The percentile rank cutoff of water areas to use in the erase operation, ranked by size. Defaults to 0.75, representing the water areas in the 75th percentile and up (the largest 25 percent of areas). This value may need to be modified by the user to achieve optimal results for a given location.

keep_geometry

If TRUE, area_xwalk is a sf object with the same geometry as the input area. Defaults to FALSE.

crs

Coordinate reference system to use for input data. Recommended to set to a projected CRS if input area data is in a geographic CRS.

...

Passed to make_block_xwalk().

data

A data frame downloaded with tidycensus::get_acs().

area_xwalk

A area crosswalk data frame created with make_area_xwalk(). Required for use_area_xwalk().

geography

A character string used as general description for area geography type. Defaults to "area" but typical values could include "neighborhood", "planning district", or "service area".

variable_col

Variable column name. Defaults to "variable"

value_col, moe_col

Value and margin of error column names (defaults to "estimate" and "moe").

perc

If TRUE (default), use the denominator column ID to calculate each estimate as a percent share of the denominator value and use tidycensus::moe_prop() to calculate a new margin of error for the percent estimate.

Value

A tibble or a sf object.

Details

Using an area crosswalk

After creating an area crosswalk with make_area_xwalk(), you can pass the crosswalk to use_area_xwalk() along with a data frame from tidycensus::get_acs() or get_acs_tables().

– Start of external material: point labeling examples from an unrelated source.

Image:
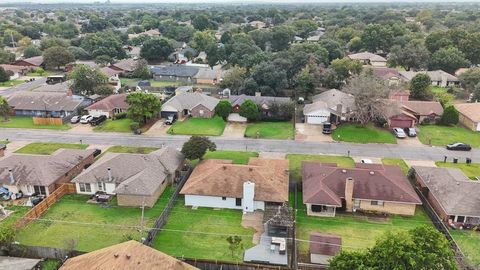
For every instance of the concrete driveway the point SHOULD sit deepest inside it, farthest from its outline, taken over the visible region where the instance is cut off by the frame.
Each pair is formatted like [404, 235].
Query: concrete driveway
[234, 130]
[311, 133]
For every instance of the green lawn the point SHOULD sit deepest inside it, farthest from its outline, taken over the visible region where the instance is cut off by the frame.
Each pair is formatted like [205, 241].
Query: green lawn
[468, 241]
[396, 161]
[120, 125]
[202, 233]
[295, 162]
[270, 130]
[362, 134]
[27, 122]
[91, 226]
[357, 231]
[443, 135]
[198, 126]
[470, 170]
[48, 148]
[11, 83]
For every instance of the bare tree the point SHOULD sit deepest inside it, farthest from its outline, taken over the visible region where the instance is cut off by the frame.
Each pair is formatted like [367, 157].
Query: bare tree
[371, 98]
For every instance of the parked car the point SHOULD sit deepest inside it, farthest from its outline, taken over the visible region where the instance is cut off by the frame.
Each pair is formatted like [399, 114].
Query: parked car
[399, 133]
[75, 119]
[411, 132]
[86, 119]
[95, 121]
[459, 146]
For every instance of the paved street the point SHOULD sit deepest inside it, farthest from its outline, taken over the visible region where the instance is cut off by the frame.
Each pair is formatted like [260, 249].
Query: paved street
[283, 146]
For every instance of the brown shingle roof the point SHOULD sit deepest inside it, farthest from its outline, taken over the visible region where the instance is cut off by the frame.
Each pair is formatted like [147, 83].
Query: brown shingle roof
[130, 255]
[325, 244]
[325, 183]
[223, 178]
[111, 102]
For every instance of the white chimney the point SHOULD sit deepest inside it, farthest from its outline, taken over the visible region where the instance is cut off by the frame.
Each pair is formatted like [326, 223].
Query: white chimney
[248, 195]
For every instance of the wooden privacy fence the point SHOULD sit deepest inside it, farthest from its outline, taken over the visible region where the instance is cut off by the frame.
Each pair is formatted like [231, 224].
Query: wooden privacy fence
[43, 206]
[51, 121]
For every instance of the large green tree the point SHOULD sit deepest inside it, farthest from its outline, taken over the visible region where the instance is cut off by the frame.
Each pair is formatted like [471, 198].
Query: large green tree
[143, 106]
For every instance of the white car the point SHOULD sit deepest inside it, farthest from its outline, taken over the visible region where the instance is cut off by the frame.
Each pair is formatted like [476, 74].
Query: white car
[399, 133]
[86, 119]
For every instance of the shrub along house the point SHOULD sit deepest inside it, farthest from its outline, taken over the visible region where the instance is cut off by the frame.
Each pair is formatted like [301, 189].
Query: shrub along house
[42, 174]
[367, 187]
[134, 178]
[222, 184]
[454, 197]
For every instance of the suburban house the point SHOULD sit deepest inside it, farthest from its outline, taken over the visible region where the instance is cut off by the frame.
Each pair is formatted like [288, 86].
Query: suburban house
[222, 184]
[42, 174]
[49, 104]
[134, 178]
[32, 62]
[454, 197]
[367, 187]
[323, 247]
[196, 105]
[109, 106]
[469, 115]
[174, 73]
[15, 71]
[130, 255]
[369, 59]
[264, 103]
[438, 77]
[330, 106]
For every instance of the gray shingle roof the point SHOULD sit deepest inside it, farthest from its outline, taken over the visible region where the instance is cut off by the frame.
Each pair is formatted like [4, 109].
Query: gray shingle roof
[40, 169]
[456, 194]
[134, 174]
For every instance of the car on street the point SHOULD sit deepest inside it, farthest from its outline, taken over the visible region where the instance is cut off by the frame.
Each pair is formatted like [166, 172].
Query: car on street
[86, 119]
[399, 133]
[75, 119]
[411, 132]
[459, 146]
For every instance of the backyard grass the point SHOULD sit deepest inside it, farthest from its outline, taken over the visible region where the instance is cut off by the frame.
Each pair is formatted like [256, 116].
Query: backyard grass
[443, 135]
[27, 122]
[202, 233]
[396, 161]
[270, 130]
[468, 241]
[470, 170]
[362, 134]
[295, 162]
[11, 83]
[198, 126]
[120, 125]
[89, 226]
[48, 148]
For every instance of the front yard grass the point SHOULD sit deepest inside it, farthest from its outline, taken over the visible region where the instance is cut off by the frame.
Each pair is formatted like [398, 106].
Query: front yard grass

At a minimum, the data must have a column with the same name as geoid_col along with columns named "variable", "estimate", and "moe". Please note that this approach to aggregation does not work well if your data contains "jam" values, e.g. the substitution of 0 for "1939 or older" for the Median Year Built variable. Ideally, the weight used for aggregation should be based on household counts when aggregating a household-level variable and population counts when aggregating a individual-level variable.